La dégradation de la note de la France a des conséquences immédiates en Europe.

La dégradation de la note de la France a des conséquences immédiates en Europe. - -

Le Fonds de secours européen, dont la capacité de prêt dépend de la solvabilité des Etats qui le financent, a vu sa note abaissée dans la foulée de celle de la France vendredi 8 novembre.

Angela Merkel est attendue mardi 12 novembre à Paris pour le sommet de l'emploi des jeunes. Mais un autre sujet risque d'être abordé en coulisses: celui des conséquences de la dégradation de la note souveraine de la France par Standard & Poor's en Europe.

La première est déjà connue: dans la foulée de la réévaluation de la France vendredi 8 novembre, l'agence de notation américaine a abaissé la note du FESF. Le fonds européen de secours européen passe, comme l'Hexagone, de AA+ à AA, assorti d'une perspective stable. Dans son communiqué, S&P souligne que cette décision est la suite de celle concernant la France.

Le MES moins dépendants de ses contributeurs

Leurs destins sont étroitement liés. La capacité d'emprunt du Fonds dépend de la solvabilité des Etats contributeurs. La France est le deuxième plus important d'entre eux après l'Allemagne, avec une part de près de 22%. Si les taux d'intérêt de la dette souveraine française augmentent, ceux du fonds suivront mécaniquement.

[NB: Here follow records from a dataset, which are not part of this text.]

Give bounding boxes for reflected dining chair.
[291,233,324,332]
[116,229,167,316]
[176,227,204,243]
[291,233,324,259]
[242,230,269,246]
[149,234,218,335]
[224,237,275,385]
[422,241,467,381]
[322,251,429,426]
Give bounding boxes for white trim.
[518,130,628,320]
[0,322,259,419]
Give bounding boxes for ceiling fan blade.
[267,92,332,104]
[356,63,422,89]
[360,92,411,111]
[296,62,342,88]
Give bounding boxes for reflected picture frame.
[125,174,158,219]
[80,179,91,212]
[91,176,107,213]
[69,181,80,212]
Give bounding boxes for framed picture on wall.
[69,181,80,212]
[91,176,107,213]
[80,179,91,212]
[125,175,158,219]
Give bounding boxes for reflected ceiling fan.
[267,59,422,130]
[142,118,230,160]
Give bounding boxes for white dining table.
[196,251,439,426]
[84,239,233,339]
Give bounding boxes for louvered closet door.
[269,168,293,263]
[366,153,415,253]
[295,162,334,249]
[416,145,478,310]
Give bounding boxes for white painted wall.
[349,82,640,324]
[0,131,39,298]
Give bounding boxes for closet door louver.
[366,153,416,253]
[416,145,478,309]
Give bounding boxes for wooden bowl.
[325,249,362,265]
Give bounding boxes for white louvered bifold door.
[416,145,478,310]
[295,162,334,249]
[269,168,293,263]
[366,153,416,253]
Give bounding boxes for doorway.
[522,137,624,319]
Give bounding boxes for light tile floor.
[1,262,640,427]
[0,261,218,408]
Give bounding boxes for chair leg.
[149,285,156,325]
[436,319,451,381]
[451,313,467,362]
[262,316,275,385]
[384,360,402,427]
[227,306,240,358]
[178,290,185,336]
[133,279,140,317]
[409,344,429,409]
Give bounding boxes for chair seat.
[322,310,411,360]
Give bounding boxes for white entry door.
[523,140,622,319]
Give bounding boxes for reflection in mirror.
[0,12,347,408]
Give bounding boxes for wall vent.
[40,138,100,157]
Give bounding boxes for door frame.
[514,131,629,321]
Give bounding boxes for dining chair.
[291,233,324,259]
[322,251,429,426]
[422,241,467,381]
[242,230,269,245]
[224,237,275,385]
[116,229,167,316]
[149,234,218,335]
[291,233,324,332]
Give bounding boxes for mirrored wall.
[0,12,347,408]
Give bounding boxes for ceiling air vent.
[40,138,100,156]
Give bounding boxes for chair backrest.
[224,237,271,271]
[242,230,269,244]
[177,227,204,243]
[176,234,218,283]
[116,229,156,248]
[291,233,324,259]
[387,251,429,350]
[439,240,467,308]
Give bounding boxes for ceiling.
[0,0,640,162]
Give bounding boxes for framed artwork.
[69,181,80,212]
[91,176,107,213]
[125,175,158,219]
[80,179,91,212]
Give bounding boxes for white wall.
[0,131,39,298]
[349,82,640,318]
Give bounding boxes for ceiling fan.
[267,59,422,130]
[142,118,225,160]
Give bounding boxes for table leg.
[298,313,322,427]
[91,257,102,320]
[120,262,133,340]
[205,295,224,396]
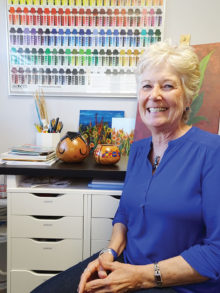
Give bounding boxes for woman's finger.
[78,266,94,293]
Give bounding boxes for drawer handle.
[111,195,121,199]
[31,238,64,242]
[31,216,63,220]
[32,270,61,275]
[31,193,64,197]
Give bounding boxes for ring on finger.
[84,267,91,273]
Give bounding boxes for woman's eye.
[163,84,174,90]
[143,84,152,89]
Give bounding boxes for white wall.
[0,0,220,152]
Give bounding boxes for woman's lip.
[147,107,168,113]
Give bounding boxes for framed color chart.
[7,0,165,97]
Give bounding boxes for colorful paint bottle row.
[9,27,161,47]
[10,48,148,67]
[11,67,88,85]
[9,7,162,27]
[8,0,163,6]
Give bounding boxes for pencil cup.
[36,132,60,149]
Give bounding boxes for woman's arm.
[85,252,208,293]
[137,256,208,288]
[108,223,127,255]
[78,223,127,293]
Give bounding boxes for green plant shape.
[187,50,214,125]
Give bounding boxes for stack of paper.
[1,145,57,166]
[88,179,124,190]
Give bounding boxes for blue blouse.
[113,127,220,293]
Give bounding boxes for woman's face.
[138,65,189,131]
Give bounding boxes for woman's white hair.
[135,41,200,121]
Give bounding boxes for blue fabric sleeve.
[181,144,220,280]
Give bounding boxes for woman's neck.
[151,124,192,161]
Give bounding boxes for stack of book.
[1,144,57,166]
[88,179,124,190]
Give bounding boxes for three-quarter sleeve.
[181,144,220,280]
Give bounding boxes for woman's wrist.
[99,248,118,260]
[136,264,157,289]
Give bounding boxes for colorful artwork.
[134,43,220,140]
[79,110,124,150]
[111,118,135,155]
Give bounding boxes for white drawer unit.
[7,176,124,293]
[10,270,56,293]
[10,192,83,216]
[11,238,82,271]
[11,215,83,239]
[7,188,84,293]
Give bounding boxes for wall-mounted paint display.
[7,0,165,97]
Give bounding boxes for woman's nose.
[150,85,161,99]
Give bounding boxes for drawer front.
[10,270,55,293]
[11,238,82,271]
[91,240,109,255]
[92,195,119,218]
[11,215,83,239]
[91,218,112,240]
[9,192,83,216]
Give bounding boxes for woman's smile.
[139,65,187,132]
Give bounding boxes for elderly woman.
[34,43,220,293]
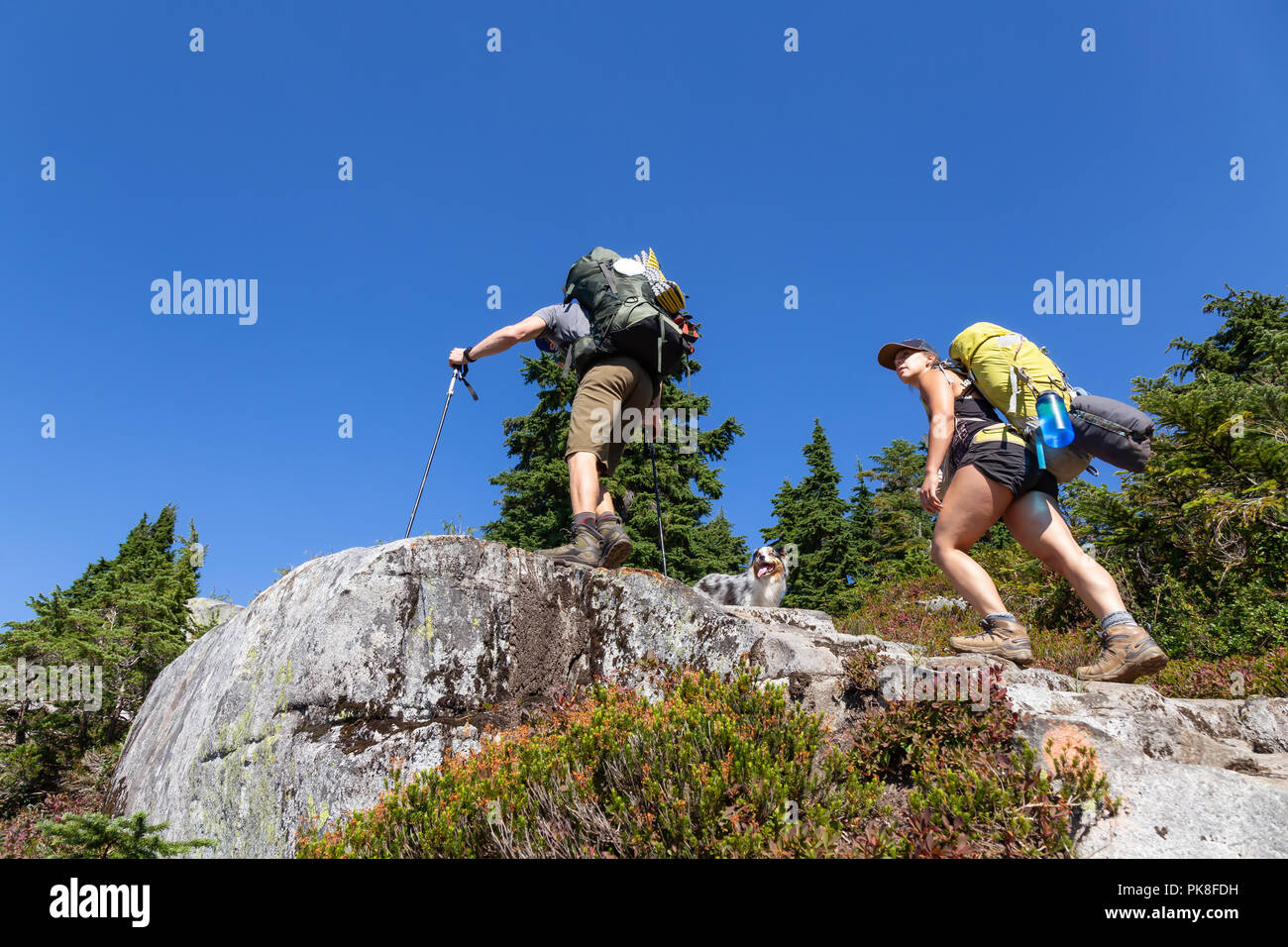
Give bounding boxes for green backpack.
[564,246,698,380]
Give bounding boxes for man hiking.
[447,299,662,569]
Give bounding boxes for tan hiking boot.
[537,523,602,566]
[948,618,1033,665]
[1073,625,1167,684]
[595,513,635,570]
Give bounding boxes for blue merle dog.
[693,546,787,608]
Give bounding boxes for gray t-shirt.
[532,299,590,348]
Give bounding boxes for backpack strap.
[599,261,617,296]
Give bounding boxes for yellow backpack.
[948,322,1091,483]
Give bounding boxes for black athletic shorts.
[953,424,1060,500]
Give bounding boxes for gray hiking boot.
[1073,625,1167,684]
[537,523,604,566]
[595,513,635,570]
[948,618,1033,665]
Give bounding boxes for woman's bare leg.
[1002,489,1126,620]
[930,467,1015,617]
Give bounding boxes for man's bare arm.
[447,316,546,366]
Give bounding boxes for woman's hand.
[917,473,944,513]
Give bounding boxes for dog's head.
[751,546,787,579]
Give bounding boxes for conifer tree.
[1061,286,1288,657]
[761,417,851,609]
[860,438,935,579]
[483,355,747,582]
[0,505,198,804]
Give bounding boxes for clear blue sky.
[0,0,1288,621]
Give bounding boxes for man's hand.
[917,473,944,513]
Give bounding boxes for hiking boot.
[1073,625,1167,684]
[595,513,635,570]
[537,523,602,566]
[948,618,1033,665]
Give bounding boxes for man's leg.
[541,360,640,566]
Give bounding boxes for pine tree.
[1063,286,1288,657]
[38,811,215,858]
[827,466,883,614]
[483,356,747,582]
[761,417,850,609]
[0,505,198,802]
[859,438,935,579]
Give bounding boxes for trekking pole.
[403,365,480,539]
[648,440,671,579]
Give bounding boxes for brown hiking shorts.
[564,356,653,476]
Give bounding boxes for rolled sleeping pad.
[1069,394,1154,473]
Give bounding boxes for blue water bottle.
[1038,391,1073,447]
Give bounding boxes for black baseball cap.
[877,339,939,368]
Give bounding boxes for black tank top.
[941,368,1002,467]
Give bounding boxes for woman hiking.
[877,339,1167,684]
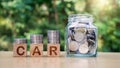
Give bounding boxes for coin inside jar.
[79,42,89,54]
[69,41,79,51]
[74,28,86,42]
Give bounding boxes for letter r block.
[47,44,60,56]
[13,44,27,57]
[30,44,43,57]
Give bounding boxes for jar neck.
[68,14,93,25]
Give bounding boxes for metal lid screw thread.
[30,34,43,44]
[14,38,27,44]
[47,30,60,44]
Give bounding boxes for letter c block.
[13,44,27,57]
[47,44,60,56]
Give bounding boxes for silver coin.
[69,41,79,51]
[79,42,89,54]
[47,30,60,43]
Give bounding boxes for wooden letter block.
[30,44,43,57]
[13,44,27,57]
[47,44,60,56]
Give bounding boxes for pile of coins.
[47,30,60,44]
[68,27,96,54]
[30,34,43,43]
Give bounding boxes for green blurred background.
[0,0,120,52]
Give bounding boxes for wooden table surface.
[0,51,120,68]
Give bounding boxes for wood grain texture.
[0,51,120,68]
[47,44,60,57]
[30,44,43,57]
[13,44,27,57]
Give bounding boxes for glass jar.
[66,14,97,57]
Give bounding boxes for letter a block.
[13,44,27,57]
[47,44,60,56]
[30,44,43,57]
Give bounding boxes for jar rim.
[69,14,93,18]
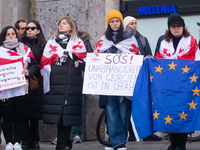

Mis en place en 2010 pour venir en aide aux pays de la zone euro en difficulté financière, le FESF est intervenu en Irlande, au Portugal et en Grèce.

Depuis le 1er juillet dernier, il ne participe plus à de nouveaux programmes de financement. C'est le Mécanisme européen de stabilité (MES) qui a pris le relais. Ce nouvel outil, doté d'un capital propre, diffère du FESF en ce que les Etats membres n'en sont plus les garants mais les actionnaires. La note du MES dépend donc moins de celles des pays européens.